Across the board, from the grassroots level all the way to the top, there are people, groups, organizations that are finally making noises about the changes that have to happen, loud enough to be heard throughout most of the Jungle.
Our world, our civilizations, our species are much more at risk than any politician or industrialist is prepared to admit. Where to begin?
The environment, with all it represents, namely, everything on which we depend to stay alive – must rank first among of our concerns. All our misdemeanours influence the health of the environment, hence, our own health and very existence.
This is denied and/or diminished by far too many powerful people. Not for want of warnings on the part of 95% of reputable scientists globally, emphasizing, in no uncertain terms, the terrifying consequences of delay in the way we run the world, in every aspect.
Like being stuck in the desert sand, the wheels of imperative change are moving far too slowly or not at all to make the kind of difference that needs to be made. Setting goals for small percentages in reduction of emissions for decades away is a huge part of the problem, is lip service only the seriousness of our state of affairs, for there is no such person as a high ranking politician, looking to be voted back in, who has the nerve to confront industry and money in favour of the planet.

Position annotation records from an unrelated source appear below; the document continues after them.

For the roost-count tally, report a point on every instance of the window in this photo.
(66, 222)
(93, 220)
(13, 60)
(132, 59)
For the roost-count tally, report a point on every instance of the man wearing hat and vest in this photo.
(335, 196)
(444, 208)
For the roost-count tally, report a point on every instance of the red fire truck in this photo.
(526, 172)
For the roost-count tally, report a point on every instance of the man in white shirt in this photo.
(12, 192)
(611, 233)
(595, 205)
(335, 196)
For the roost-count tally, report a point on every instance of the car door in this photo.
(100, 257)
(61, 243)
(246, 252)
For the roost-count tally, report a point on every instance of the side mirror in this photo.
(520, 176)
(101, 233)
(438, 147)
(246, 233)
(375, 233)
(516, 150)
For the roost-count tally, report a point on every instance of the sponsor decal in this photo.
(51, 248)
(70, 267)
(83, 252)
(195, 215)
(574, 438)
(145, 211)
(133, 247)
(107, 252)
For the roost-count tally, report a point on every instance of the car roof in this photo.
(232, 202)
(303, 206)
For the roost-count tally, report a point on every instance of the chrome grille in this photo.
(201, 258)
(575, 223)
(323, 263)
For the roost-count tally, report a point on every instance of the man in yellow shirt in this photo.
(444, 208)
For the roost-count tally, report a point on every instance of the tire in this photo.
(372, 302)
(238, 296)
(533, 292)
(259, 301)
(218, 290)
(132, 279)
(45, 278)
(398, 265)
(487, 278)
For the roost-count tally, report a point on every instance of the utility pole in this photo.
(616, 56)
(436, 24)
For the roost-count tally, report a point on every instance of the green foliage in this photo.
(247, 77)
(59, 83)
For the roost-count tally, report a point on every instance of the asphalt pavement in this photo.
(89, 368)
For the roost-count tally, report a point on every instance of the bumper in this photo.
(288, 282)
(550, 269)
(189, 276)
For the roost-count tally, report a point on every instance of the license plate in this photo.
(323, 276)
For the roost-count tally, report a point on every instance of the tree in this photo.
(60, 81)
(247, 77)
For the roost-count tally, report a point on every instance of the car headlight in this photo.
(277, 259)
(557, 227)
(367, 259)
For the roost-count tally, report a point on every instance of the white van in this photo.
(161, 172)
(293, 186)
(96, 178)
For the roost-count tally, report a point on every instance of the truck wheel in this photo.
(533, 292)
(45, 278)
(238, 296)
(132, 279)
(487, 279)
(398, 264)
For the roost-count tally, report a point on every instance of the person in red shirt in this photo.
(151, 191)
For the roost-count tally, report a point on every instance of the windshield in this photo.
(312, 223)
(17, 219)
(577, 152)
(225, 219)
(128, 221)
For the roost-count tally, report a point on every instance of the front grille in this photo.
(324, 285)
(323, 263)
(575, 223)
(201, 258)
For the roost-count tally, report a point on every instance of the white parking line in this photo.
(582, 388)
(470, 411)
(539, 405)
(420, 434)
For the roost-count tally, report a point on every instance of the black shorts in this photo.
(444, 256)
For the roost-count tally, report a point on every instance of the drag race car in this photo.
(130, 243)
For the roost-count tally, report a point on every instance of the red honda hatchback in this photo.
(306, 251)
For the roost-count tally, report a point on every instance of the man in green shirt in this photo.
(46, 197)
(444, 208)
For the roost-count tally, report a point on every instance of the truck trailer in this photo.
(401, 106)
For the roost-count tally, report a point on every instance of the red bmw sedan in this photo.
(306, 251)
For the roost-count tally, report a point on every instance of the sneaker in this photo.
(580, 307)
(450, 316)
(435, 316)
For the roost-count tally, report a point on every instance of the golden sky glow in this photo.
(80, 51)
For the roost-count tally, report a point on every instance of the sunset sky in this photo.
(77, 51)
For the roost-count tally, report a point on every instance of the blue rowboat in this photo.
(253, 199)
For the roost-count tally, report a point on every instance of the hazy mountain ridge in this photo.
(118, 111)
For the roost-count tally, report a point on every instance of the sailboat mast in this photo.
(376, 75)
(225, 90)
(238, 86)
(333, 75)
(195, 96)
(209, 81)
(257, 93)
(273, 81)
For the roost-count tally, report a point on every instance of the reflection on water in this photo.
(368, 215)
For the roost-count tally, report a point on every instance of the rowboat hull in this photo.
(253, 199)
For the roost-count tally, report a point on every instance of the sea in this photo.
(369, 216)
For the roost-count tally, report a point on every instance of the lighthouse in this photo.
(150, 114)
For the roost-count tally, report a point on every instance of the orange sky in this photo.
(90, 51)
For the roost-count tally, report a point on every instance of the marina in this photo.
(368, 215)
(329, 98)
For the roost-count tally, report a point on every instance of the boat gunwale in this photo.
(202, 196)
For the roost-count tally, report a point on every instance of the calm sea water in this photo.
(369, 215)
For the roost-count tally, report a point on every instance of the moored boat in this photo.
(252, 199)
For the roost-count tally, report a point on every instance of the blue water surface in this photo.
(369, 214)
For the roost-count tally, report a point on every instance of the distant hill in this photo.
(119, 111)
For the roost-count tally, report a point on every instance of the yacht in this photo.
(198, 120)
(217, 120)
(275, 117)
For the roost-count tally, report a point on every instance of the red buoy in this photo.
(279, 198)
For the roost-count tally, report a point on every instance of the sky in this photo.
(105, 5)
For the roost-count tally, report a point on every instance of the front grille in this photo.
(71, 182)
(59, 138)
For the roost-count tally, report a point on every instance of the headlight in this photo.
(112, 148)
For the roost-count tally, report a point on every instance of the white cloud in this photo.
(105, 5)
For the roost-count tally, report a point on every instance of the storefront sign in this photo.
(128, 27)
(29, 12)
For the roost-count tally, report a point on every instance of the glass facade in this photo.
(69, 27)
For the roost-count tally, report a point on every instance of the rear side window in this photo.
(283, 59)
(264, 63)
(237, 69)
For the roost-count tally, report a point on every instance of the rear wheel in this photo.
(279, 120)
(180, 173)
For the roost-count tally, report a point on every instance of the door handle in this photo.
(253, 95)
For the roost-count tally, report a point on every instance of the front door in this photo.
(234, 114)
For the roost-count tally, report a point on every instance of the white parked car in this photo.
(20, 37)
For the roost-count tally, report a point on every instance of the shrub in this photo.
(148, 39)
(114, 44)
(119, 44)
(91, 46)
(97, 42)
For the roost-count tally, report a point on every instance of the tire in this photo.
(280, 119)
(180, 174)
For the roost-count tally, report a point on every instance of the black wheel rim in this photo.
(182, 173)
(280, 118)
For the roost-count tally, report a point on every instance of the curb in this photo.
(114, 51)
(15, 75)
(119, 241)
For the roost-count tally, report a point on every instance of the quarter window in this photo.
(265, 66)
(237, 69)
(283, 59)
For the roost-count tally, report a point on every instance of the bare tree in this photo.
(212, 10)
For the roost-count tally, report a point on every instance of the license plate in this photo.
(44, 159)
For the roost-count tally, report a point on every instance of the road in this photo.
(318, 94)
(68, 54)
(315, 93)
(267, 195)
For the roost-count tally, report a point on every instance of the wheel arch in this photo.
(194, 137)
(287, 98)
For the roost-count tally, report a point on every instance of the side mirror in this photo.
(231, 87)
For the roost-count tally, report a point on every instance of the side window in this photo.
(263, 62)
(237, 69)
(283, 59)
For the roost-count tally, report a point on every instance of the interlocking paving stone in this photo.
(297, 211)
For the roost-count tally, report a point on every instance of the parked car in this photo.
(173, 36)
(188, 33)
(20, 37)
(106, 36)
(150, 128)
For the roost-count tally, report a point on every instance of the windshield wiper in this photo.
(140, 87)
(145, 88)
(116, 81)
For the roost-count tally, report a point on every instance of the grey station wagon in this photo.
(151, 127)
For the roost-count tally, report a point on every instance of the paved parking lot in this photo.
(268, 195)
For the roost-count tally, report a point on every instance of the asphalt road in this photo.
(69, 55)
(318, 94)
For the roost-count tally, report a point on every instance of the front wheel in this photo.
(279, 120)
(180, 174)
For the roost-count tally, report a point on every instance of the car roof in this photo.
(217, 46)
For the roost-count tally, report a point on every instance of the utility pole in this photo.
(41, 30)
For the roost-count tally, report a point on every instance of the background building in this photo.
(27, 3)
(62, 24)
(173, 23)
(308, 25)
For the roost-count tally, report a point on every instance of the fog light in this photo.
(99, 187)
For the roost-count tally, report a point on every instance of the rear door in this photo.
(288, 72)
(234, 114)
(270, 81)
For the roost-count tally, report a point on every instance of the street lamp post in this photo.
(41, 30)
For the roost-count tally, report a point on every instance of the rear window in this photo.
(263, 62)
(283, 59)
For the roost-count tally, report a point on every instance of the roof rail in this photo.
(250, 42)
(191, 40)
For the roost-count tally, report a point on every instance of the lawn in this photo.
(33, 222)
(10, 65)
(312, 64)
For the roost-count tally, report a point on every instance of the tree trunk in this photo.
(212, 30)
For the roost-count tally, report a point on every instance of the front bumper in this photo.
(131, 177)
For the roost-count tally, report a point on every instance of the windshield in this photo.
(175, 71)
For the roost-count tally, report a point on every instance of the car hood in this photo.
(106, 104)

Still building pipelines and supporting oil companies; still making it hard to own and drive an electric car; still supporting coal, restraining scientific writings, closing environmental research stations.
Still waging war.
The human cost of violence is incalculable while the benefits to those promoting the use of arms, although a mountain range of money, could be counted. The cost to humanity in the effects of global warming is only just beginning and the future holds a much larger fee.
Having said all of which…
New Zealand, Bolivia, Ecuador, India and other countries have agreed internally, with new laws and changes to their constitutions, that Nature should have legal rights and advocates to enforce them. Rivers have the right to flow clear of pollution from their headwaters; forests, land, animals have rights as persons to exist free of harm.
People are interested in numerous projects and ways in which to do no more harm as individuals. Electric cars are part of this and Orangeville’s decision not to provide access to charging comes at the wrong time in the public’s pursuit of driving cleaner.
A website, Green Matters, contains a very long list of individual and collective efforts at changing how certain things are done. Solar panels play a large part in numerous mentions, as well they should.
Success and determination to clean up our act are evident all around us. One hopes that Donald Trump’s undoing of progress under earlier leadership will become evidently uneconomical; that his policies, so appalling to the rest of the world and a large sector of his fellow Americans, are reversed before doing all the damage they could.
Trump and his ilk are dinosaurs that need to pass into history sooner than later.
Fact is, everyone knows. We all know how desperate is our planet’s condition and the dire circumstances in which a huge portion of humanity is living. We are actually aware that the wars, the wreckage, the degradation of racism, cruelty – the insanity of how we live has to stop.
What can we do? We can tell our politicians to stop supporting oil and back the alternatives; we can vote with our wallets, insisting on sustainable agriculture and efficient, at least, and totally green, at best, automobiles; we can demand more ecologically designed new houses as law.
We can be kind to each other. Not as a gooey, self satisfying approach but as logical, clean, mental healthy attitude one person to everyone else.
We can unplug ourselves and read a book, go for a walk; talk to each other over a meal.